Wo Erde auf Himmel trifft, finden Sie Fujiko Nakaya

Unter den Wolken, in Reichweite, ist Fujiko Nakayas „Foggy Wake in the Desert: Eine Ökosphäre“ ein Tribut an die Natur. Dr. Lucina Ward erforscht das Leben eines der beliebtesten Kunstwerke der National Gallery of Australia (der Galerie).

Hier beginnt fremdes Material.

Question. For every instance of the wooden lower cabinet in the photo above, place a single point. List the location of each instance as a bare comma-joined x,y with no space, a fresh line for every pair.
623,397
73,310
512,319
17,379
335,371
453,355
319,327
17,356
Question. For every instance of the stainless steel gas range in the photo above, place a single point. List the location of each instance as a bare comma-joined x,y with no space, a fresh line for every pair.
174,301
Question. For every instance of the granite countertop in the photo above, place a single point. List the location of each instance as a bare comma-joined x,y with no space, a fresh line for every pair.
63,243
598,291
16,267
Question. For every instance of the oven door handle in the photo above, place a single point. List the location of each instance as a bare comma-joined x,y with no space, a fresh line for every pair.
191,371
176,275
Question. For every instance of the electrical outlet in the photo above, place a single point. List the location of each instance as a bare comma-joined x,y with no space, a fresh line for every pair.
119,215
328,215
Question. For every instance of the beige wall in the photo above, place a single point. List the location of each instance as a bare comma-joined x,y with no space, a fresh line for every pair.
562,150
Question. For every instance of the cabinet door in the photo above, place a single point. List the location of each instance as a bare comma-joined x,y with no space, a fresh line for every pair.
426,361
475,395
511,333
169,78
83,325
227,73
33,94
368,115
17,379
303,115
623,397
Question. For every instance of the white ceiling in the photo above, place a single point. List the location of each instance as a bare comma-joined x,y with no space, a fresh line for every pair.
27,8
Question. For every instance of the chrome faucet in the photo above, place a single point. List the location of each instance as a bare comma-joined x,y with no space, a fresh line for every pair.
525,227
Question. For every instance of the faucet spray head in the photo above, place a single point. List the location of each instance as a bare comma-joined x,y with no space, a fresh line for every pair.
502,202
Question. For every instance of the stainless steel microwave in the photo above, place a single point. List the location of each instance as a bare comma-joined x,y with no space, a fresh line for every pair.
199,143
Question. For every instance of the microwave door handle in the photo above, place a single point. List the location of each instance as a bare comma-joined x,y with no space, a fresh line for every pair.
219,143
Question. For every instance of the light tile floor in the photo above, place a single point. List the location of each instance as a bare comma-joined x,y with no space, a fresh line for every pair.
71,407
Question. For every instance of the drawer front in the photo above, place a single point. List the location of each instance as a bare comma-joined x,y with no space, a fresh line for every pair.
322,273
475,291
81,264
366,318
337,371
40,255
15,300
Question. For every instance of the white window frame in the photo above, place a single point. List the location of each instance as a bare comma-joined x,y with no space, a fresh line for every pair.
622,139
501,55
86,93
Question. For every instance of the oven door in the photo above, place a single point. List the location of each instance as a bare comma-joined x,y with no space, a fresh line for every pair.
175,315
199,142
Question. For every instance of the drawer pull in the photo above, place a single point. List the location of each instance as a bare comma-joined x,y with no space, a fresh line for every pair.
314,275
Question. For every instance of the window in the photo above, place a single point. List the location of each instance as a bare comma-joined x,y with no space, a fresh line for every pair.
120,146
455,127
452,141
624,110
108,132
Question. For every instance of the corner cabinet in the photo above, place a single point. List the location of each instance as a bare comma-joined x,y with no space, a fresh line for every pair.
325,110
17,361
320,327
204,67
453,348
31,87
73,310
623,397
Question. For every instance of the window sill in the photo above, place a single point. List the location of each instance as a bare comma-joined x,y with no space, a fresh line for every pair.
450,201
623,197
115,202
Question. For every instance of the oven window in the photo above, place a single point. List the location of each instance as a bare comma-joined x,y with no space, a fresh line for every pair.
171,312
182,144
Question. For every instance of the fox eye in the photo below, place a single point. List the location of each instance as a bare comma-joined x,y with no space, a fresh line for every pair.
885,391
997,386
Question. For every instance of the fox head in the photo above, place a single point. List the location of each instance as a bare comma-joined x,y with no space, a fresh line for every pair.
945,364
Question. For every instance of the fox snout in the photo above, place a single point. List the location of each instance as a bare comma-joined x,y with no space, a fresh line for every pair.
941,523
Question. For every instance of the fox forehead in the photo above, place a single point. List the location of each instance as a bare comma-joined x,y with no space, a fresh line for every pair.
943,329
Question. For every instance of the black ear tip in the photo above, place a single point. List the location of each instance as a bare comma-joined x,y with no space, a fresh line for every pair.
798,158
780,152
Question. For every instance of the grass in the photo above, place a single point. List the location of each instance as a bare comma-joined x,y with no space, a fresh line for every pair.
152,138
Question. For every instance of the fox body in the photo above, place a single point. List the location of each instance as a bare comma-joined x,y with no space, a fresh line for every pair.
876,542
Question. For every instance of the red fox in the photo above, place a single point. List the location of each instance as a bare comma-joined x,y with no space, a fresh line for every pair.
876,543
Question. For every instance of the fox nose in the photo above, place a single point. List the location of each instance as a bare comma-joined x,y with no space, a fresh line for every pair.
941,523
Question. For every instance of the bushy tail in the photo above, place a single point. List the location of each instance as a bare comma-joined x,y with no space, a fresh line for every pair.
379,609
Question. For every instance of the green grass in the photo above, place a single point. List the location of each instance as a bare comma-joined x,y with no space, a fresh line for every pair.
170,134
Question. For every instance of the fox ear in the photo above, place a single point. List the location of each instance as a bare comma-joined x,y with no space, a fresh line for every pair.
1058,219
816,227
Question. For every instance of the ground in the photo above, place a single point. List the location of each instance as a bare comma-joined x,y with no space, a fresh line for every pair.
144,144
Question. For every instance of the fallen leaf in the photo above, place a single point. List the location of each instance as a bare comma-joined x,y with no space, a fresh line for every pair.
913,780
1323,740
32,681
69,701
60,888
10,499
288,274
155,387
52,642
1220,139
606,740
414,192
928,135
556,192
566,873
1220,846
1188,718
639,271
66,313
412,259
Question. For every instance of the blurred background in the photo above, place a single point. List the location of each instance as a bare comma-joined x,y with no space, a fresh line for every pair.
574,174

Fujiko Nakayas berühmte Nebel-Skulpturen zieren seit den 70er Jahren Festivals und Biennalen auf der ganzen Welt. Sie befinden sich in Parks und auf dem Gelände von Museen weltweit, aber der Foggy der Galerie weckt sich in einer Wüste: Eine Ökosphäre war die erste der Nebelskulpturen des Künstlers, die in eine permanente Sammlung aufgenommen wurde.

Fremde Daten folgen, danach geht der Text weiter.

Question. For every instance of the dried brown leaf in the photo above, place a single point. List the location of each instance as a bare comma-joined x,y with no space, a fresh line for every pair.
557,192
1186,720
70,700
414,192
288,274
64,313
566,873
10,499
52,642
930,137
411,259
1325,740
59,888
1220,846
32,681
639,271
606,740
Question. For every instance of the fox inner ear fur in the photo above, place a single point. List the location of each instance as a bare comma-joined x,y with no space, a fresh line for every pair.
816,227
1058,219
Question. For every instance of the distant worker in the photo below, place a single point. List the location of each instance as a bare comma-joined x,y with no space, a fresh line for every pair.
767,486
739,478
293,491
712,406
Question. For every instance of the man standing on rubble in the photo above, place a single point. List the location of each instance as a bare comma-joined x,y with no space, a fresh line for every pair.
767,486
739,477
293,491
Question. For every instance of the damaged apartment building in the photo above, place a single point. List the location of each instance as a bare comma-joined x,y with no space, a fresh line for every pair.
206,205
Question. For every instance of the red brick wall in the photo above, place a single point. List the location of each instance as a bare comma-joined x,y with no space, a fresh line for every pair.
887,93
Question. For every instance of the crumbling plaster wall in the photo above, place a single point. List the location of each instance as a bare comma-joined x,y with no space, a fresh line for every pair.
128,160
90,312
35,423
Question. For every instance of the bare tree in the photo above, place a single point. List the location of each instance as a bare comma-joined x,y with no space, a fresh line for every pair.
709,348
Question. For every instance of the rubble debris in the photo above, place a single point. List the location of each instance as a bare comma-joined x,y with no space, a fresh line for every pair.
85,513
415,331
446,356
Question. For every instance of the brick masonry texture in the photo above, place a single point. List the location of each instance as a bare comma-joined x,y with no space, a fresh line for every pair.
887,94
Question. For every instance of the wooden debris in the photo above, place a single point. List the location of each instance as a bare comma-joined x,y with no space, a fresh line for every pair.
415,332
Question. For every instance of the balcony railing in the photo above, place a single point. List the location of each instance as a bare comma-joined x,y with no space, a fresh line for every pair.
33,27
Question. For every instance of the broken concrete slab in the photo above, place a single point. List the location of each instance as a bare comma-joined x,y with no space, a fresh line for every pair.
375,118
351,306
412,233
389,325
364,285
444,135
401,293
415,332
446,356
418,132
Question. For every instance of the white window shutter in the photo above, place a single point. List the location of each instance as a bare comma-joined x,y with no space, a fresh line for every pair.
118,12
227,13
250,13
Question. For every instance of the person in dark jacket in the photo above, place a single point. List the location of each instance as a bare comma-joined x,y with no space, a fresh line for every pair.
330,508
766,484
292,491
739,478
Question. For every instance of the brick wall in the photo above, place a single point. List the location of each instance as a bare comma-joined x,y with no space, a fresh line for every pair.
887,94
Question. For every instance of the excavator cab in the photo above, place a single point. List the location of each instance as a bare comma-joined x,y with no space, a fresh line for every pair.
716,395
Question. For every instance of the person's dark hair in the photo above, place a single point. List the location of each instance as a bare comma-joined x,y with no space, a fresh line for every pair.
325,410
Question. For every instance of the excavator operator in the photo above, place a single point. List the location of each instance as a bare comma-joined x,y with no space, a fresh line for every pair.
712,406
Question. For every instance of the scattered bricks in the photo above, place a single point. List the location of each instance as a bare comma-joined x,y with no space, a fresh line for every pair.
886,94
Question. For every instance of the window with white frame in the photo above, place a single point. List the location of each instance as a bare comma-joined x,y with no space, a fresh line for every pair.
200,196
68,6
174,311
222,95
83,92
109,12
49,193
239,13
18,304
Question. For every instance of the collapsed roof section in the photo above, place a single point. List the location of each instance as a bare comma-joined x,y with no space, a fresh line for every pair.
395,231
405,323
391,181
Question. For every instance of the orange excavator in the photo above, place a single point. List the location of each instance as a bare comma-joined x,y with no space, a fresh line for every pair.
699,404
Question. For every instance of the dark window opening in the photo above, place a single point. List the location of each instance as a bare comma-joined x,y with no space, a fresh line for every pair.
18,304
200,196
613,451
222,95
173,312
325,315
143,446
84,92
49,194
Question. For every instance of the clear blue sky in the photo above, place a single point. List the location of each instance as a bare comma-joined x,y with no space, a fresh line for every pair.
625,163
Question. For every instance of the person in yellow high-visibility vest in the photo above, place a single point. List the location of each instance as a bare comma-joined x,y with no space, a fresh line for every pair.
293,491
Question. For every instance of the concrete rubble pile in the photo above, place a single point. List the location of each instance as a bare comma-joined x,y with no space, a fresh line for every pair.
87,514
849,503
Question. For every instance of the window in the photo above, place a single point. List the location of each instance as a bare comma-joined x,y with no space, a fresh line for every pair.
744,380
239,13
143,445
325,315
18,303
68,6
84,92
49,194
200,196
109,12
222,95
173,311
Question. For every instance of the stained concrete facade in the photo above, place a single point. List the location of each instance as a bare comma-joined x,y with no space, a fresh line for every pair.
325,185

1976 wurde Nakayas Fog-Skulptur # 94768: Earth talk 1976 zur 2. Biennale von Sydney. Umgeben von feinem Nebel auf den Rasenflächen der Domain gegenüber der Art Gallery von New South Wales, arbeitete Nakaya zwei Wochen lang mit einer Assistentin zusammen, um ihre Skulptur zu installieren. Vom Künstler als „Nebel zum Nachdenken und Fühlen“ beschrieben, wurde die Skulptur zu einem Favoriten in der Öffentlichkeit und anderen Künstlern, die darauf reagierten.

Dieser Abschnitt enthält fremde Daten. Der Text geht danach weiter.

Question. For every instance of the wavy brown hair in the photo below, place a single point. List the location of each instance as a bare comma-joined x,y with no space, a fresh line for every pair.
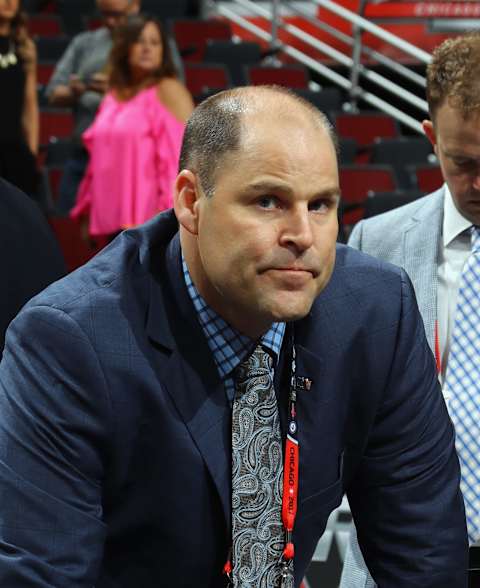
454,75
120,76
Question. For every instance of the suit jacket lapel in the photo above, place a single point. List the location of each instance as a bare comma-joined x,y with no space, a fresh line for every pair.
190,374
421,241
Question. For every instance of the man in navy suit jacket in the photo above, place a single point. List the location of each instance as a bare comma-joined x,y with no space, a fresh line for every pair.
115,425
30,257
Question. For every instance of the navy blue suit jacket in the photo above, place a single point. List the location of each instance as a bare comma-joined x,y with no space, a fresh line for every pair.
115,429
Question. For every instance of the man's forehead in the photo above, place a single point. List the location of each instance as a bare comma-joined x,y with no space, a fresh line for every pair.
115,5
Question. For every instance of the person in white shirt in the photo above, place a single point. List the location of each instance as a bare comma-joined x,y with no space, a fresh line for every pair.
430,239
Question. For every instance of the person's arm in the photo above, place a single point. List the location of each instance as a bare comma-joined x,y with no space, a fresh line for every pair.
176,98
355,239
30,115
405,496
65,87
55,419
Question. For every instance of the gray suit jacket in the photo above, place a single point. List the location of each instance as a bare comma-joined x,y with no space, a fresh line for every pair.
408,236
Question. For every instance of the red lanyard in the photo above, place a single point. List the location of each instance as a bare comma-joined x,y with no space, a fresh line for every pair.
438,357
290,478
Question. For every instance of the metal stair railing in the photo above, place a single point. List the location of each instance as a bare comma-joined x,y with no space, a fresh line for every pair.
352,84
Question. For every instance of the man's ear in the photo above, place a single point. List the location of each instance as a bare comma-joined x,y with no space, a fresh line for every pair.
187,194
429,131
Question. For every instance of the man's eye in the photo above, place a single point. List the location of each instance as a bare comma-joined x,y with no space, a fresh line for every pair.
320,205
463,162
268,202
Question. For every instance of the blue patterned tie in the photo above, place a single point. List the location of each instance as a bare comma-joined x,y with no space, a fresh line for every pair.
257,474
462,383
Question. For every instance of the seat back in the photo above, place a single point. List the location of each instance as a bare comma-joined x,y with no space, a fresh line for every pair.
356,181
191,35
234,56
291,76
202,80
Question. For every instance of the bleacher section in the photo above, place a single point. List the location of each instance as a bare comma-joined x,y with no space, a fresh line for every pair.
376,154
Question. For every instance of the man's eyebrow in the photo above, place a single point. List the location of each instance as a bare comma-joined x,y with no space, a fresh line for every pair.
269,186
459,155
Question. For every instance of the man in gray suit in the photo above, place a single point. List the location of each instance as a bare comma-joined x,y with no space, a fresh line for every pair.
430,238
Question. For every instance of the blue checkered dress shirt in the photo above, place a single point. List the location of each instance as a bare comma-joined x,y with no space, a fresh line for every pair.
229,347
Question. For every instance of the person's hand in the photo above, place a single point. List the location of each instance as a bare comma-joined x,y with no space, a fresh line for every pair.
98,83
77,87
28,53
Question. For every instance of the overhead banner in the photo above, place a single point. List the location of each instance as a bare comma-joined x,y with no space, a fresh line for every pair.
423,10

Die japanische Künstlerin Fujiko Nakaya aus Tokio arbeitet mit Assistenten, um ihre Nebelskulptur in der Domäne von Sydney gegenüber der Art Gallery von New South Wales zu konstruieren. Der durch einen druckgepumpten Dunst aus reinem Wasser erzeugte Nebel und das Werk werden im Rahmen der Biennale von Sydney (11. November 1976) von Sydney gezeigt

Dies ist die Arbeit, die jetzt im Skulpturengarten der Galerie "aufgeführt" wird. 1982 wurde sie für die speziell angelegte Canberra-Umgebung umkonfiguriert und umbenannt. Mit dem Umzug erhielt das Werk eine neue Nummer: # 94925, der Code für die nächste Wetterstation.

Fujiko Nakaya

Neunhundert Düsen pumpen jeden Tag von 12.30 bis 14.00 Uhr einen zarten Nebel und schaffen so ein faszinierendes und ephemeres Kunstwerk: eine freudige Begegnung an einem heißen Tag, ein mysteriöses Element im trüben Winter.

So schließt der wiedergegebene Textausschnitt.